「高等遊民」のなにが「高等」であるか
人生と宇宙の謎
この宇宙は謎に満ちている。われわれやわれわれを囲むものはどこから来たのか。どこへ向かっているのか。その空間や時間はどのような秩序に従っているのか。その秩序において、自分はいったいどのような位置を占めているのか。すなわち、自分の存在の意味とはなにか。いまここで自分は何をすべきかという問いに対する十全な答えは、まずこうした問いに答えないと出てこない。
論理を徹底して考えれば、おそらく何人と言えども認めざるを得ないような真実であるが、所詮論理的演算は頭のなかの出来事にすぎない。いくら考えても確固とした答えは得られそうにないし、自分が生きていくのに役立つ答えが得られるともかぎらない。そんな問いにいかほどの重要性を与えるかは人による。同じ人であっても、人生のどこらへんを歩いているかでちがう。
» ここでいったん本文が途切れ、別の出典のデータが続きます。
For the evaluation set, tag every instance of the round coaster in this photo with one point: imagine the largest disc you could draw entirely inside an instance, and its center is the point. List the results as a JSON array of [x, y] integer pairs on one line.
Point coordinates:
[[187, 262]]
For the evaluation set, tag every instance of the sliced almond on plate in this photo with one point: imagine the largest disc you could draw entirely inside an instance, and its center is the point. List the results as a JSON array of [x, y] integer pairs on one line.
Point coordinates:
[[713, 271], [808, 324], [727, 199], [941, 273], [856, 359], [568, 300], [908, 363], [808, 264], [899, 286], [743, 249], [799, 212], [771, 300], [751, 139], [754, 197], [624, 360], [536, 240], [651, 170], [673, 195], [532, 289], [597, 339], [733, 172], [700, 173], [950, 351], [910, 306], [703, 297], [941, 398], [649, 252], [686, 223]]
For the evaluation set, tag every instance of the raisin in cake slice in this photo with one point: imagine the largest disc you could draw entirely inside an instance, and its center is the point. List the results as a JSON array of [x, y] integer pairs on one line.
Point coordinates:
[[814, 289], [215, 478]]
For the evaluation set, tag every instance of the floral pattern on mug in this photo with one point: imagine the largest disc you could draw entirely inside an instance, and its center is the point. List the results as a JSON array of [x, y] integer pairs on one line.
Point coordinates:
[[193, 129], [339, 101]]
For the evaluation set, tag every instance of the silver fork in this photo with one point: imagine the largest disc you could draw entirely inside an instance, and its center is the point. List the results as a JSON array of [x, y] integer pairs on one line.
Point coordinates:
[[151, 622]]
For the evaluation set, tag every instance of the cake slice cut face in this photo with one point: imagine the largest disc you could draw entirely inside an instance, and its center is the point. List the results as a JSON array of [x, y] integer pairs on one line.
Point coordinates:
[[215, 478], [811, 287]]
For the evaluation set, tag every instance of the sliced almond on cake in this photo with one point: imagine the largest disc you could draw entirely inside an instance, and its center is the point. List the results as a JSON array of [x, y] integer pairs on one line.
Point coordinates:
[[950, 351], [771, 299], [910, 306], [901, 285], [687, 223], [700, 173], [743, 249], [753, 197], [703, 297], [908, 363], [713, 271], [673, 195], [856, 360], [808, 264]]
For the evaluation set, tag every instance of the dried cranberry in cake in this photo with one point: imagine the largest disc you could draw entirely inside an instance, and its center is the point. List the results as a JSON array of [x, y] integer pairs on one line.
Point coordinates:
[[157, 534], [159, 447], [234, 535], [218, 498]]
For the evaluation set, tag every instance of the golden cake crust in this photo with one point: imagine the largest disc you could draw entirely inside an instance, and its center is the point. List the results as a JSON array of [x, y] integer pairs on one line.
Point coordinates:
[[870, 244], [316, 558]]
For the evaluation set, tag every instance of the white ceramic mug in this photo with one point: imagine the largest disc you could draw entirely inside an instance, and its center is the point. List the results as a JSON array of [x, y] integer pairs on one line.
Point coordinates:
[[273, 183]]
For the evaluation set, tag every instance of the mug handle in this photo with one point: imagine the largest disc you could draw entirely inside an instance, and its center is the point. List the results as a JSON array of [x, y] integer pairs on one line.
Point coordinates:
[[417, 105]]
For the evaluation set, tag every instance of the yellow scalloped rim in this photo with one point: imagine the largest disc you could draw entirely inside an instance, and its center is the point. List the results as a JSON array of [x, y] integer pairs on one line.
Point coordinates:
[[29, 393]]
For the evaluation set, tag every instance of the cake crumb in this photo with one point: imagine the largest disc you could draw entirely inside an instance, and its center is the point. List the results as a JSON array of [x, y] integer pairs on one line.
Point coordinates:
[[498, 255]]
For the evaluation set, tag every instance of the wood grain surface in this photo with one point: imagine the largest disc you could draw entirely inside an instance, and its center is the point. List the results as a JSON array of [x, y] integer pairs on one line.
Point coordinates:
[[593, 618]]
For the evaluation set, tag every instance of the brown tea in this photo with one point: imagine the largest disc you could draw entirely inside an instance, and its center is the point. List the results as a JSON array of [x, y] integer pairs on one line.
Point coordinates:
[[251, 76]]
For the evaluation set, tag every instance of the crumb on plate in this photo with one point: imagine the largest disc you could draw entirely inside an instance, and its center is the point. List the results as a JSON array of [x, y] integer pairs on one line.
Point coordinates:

自分の経験であると、子どもの時分には、明らかに宇宙の謎に深く印象付けられる感受性があったように思う。子どもの目に映るのは宇宙のごくごく一部であるが、それをより大きな宇宙の一部として捉えることができた(必ずしも、そのような言葉では捉えなかったけど)。その証拠に、ぼくらがわくわくどきどきさせられたマンガやアニメの多くがそういうテーマを扱っていたし、どうやら今でもそうである。ところが壮年期には、そんなことはどうでもよくなった。それが人生の秋を過ぎ冬になるにつれて、また気になってくる。どうやら人の一生というものは、一直線に悟りに向かって進むものではないらしい。
それがなぜか考えてみると、思い当たる理由がいくつかある。大人になれば、世間に身を投じて忙しく働かねばならない。一つの大きな問題ではなくて、身のまわりの小さな問題をたくさん解決しないとならない。自分のためだけではなくて、他人のためにもそうしないとならない。子どもだってそうかもしれないが、大人の仕事は自分がやらないと他の誰もやってくれないことが多いから、他人任せにできない。
答えがすぐに出そうもない大きな問題に出会うたびにいちいち立ち止まってたんじゃ、思い切りがつかない。ぐずぐずしないで決断して動かないと他の人が迷惑するから、大きな問題にこだわるのは自分勝手なわがままになる。とりあえずそれは脇に置いといて、まずは目の前の問題から片付けよう。宇宙が自分に運命づけたことではなく、自分を頼りにする人がこうして欲しいと期待するようなことを慮って、それをできるだけ実現してあげる。それが責任ある大人のやり方であるし、そうでない大人が増えすぎたらみんな困る。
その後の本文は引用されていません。